Sound network jitter TCP QUIC single QUIC multi
stdev (run 1) 80ms 109ms 20ms
stdev (run 2) 98ms 157ms 17ms
max (run 1) 817ms 1249ms 193ms
max (run 2) 708ms 1906ms 147ms

Single-stream QUIC is worse than TCP on cellular — H3's single stream has
stricter in-order delivery than TCP's kernel-level buffering. Multi-stream
eliminates this entirely: 4-5x better than TCP, 6-8x better than QUIC-single.

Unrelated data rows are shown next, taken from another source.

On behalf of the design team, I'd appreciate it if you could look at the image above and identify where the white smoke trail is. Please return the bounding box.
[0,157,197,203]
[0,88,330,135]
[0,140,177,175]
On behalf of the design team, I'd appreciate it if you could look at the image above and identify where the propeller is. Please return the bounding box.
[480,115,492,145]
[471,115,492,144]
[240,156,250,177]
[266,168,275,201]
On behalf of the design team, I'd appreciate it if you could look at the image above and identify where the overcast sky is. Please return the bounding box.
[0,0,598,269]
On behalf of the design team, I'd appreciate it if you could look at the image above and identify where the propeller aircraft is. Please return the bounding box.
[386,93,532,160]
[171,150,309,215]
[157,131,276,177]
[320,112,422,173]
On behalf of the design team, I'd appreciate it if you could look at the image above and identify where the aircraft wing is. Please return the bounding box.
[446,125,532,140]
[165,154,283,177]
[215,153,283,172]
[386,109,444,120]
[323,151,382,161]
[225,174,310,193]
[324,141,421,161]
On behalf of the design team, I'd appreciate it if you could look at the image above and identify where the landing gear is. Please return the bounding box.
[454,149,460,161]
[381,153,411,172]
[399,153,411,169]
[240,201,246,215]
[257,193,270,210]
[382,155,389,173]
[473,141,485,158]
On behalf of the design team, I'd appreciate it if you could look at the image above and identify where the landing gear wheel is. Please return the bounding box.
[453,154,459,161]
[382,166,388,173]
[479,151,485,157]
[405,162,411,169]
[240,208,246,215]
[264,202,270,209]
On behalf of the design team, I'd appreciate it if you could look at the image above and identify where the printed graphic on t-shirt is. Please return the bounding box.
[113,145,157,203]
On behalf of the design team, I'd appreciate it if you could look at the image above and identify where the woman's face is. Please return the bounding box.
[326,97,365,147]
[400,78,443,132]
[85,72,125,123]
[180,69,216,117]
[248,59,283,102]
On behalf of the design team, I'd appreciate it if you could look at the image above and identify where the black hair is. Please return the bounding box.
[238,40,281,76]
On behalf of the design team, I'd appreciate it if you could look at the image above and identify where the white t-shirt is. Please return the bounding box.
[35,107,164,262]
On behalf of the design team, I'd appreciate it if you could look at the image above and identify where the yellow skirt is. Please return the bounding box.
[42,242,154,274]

On WiFi/LAN with sufficient bandwidth, all modes perform equivalently since the
congestion window never fills.

  • Raw QUIC streams replace push promises — each substream is a raw QUIC
    bidirectional stream identified by a "xpra:<type>\n" header prefix,
    allocated via _quic.get_next_available_stream_id() and send_stream_data().
    Push promises were fundamentally limited by the H3 push ID pool; raw streams
    have no such limit.
  • Per-stream parse state isolationParseState class (with __slots__)
    holds independent reassembly state per stream in the parse thread, preventing
    interleaving corruption when draw and sound data arrive simultaneously on
    different streams.
  • Stream priority reordering — aioquic iterates _streams in dict insertion
    order with no priority mechanism. When video bandwidth spikes (e.g. window
    resize, 2→100 Mbps), the video stream consumes the entire congestion window,
    starving audio and input. _prioritize_streams() reorders the dict after each
    allocation: control streams first, then input (key, pointer), audio (sound),
    and bulk data (draw) last.
  • Client→server substreams — keystrokes and pointer events bypass the main
    WebSocket write queue via dedicated QUIC streams, preventing input latency
    spikes when the queue is congested with clipboard or ack packets.
  • TLS error surfacing — override datagram_received() to catch TLS/OpenSSL
    exceptions and resolve the connected waiter immediately instead of hanging
    until timeout with no error message. Both fast-open and non-fast-open paths
    use asyncio.wait_for() with the connect timeout.
  • certifi CA fallback — for frozen Windows builds where the OS cert store
    isn't accessible to pyOpenSSL, falls back to certifi.where() and checks
    relative to the executable directory.
  • Zombie connection cleanupConnectionTerminated event handler,
    _close_dead_connection() on write failure, and 60s read timeout loop ensure
    the xpra disconnect chain fires reliably when a peer dies.
  • UDP buffer sizing — 4 MiB send/receive buffers reduce packet drops during
    Python GIL pauses.
  • HOL blocking benchmarktests/scripts/test_quic_hol.py connects as a
    real QUIC client and measures inter-arrival jitter with and without substreams
    enabled. Compares TCP, QUIC-single, and QUIC-multi in sequential or parallel
    (--parallel) mode.

Why raw QUIC streams instead of H3 push promises

The existing substream stub used send_push_promise(), which maps to HTTP/3
server push. This has two problems: (1) the push ID space is limited and
exhausted quickly, causing NoAvailablePushIDError after a few streams, and
(2) push promises are semantically wrong — they're meant for speculative
resource delivery, not bidirectional data channels. Raw QUIC streams have none
of these limitations and are what the QUIC transport was designed for.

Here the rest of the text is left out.